Morgan StanleyMike Wilson, chief investment officer, pointed out that Moody's negative rating outlook may further suppress the US Treasury Bond and trigger upward pressure on US bond yields, which is the key variable that has a substantial impact on the stock market at present. He emphasized: "If the yield of 10-year U.S. bonds exceeds 4.5%, it will put a certain suppression on the stock market, but we tend to buy dips in the adjustment."
Tom Lee, head of research at Fundstrat, for his part, labeled this round of rating changes a "insignificant event" and made it clear: "Should the market pull back as a result, a decisive buy is recommended."
Judging from the disk performance, although the three major stock indexes fell for a short time in early trading on Monday, they quickly left the intraday low. At press time, the Dow Jones Industrial Average was down about 0.1%,S&P 500The index and the Nasdaq both fell 0.3%. At the same time, the yield of the 10-year U.S. bond rose sharply by 9 basis points to 4.52%, and the yield of the 30-year U.S. bond also rose by more than 10 basis points, breaking through the 5% mark.

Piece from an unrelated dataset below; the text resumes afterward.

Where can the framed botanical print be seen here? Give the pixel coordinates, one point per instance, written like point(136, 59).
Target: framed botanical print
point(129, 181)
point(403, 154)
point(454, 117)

Moody's became the third international rating agency to downgrade the U.S. sovereign credit rating since 2011 after the shares closed last Friday. This follows a downgrade of the US by S&P in 2011 and a similar decision by Fitch in 2023. However, from historical experience, the downgrade did not form sustained guidance for the U.S. economy or stock market movements.
Nicholas Colas, co-founder of DataTrek Research, wrote in a Research report on Monday: "Historically, both the ratings of S&P and Fitch were downgraded, and then U.S. stocks entered a long-term bull market stage, which shows that the decisions of rating agencies cannot effectively predict the future direction of the stock market."
Fundstrat's Lee also noted that Moody's did not bring any "incremental information" from this downgrade. "The U.S. fiscal deficit mentioned by Moody's has long been a market consensus, and this is not an 'accident' at all," Li bluntly said. "I believe no large bond institution will be surprised by this."
Notably, Moody's downgrade coincides with a shift in sentiment from cautious to optimistic. Last week, the United States and China reached a 90-day tariff suspension agreement, which pushed U.S. stocks up; In addition, the upward adjustment of corporate profit expectations further boosted market confidence.
Morgan Stanley's Wilson has previously stressed that if the Federal Reserve starts cutting interest rates, it will provide another round of upward momentum for the stock market. However, under the background that interest rate cuts are far away and Moody's rating downgrade pushes up bond yields, the continuous recovery of corporate profit correction has become the core driving force supporting the stock market.
He said: "In the short term, whether the S&P 500 can break through the 6100 key level will depend on whether the profit correction kinetic energy can continue to increase, because at present, it seems that the easing of interest rates is still difficult to achieve."